Similar to other eukaryotes, the cell cycle of trypanosomes consists of distinct G1, S, G2 and M phases (reviewed in [151,152]). However, as mentioned earlier, trypanosomes possess two DNA-containing organelles (kinetoplast and nucleus), both of which must be segregated faithfully. During the cell cycle of procyclic form T. brucei, there are distinct replication and segregation periods for kinetoplast DNA and nuclear DNA (figure 3) [153155]. The kinetoplast finishes its DNA replication first and the kinetoplast elongation/division occurs during the S phase of nuclear DNA. The nuclear division then occurs, followed by cytokinesis that results in the formation of two daughter cells that contain one kinetoplast and one nucleus. It remains unknown how these temporal orders are established and regulated.

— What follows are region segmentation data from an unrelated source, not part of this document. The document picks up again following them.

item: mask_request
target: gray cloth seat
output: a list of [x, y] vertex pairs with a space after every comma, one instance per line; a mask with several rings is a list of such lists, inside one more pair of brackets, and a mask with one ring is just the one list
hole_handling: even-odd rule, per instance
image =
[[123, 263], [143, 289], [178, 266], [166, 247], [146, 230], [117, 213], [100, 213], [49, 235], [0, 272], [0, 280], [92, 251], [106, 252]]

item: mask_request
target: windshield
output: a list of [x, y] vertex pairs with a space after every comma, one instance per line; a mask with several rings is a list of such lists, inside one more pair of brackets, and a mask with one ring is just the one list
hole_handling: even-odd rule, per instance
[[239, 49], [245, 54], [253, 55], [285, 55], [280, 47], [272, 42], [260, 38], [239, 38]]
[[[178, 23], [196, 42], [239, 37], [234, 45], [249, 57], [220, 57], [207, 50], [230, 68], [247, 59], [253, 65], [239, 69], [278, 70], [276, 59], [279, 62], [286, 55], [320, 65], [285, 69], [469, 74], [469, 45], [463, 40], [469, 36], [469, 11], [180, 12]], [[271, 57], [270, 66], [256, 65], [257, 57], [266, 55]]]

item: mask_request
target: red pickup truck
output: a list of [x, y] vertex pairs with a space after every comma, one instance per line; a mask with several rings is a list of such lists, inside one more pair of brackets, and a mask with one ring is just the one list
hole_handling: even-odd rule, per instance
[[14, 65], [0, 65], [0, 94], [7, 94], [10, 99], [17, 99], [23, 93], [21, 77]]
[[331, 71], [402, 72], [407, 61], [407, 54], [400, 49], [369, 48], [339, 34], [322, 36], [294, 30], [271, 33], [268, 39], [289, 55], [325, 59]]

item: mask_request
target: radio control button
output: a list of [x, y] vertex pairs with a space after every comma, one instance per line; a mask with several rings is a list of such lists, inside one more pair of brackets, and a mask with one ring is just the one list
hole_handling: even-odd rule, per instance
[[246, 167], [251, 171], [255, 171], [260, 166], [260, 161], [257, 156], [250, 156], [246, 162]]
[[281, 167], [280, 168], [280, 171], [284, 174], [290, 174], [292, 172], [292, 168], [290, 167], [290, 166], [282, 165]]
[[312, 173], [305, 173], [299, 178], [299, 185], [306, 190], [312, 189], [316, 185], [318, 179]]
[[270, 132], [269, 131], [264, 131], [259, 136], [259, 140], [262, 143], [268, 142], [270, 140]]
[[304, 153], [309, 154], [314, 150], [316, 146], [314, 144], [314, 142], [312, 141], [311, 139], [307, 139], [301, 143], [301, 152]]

Trypanosomes, like many other protists and fungi [156,157], do not disassemble their nuclear envelope during mitosis (a closed mitosis [158]), and a mitotic spindle forms within the nucleus. Many eukaryotes rely on two microtubule organizing centres (MTOCs) to nucleate a bipolar spindle [159,160]. Although no distinct structure such as a centrosome or a spindle pole body is detected in T. brucei, electron microscopy has visualized ring-like structures, inside the nucleus and close to the nuclear membrane, that appear to nucleate spindle microtubules during mitosis [161]. It appears probable that this is a truly intranuclear MTOC specific to the spindle because T. brucei is one of the organisms that lack a Brr6 domain protein that appears critical to the process of nuclear envelope fenestration in spindle morphogenesis [162]. This provides yet more evidence for a set of distinct and dispersed cytoplasmic and nuclear MTOCs in T. brucei whose differential activation will require regulation at specific points of the cell cycle [163]. A rhomboid-shaped bipolar spindle is initially assembled and converges into two poles at opposite ends of the nucleus. Later during mitosis, this focal organization is lost and the spindle becomes bifurcated at both ends [161]. Spindle pole-specific components have not been identified thus far, and the mechanism of bipolar spindle assembly remains largely unknown in trypanosomes.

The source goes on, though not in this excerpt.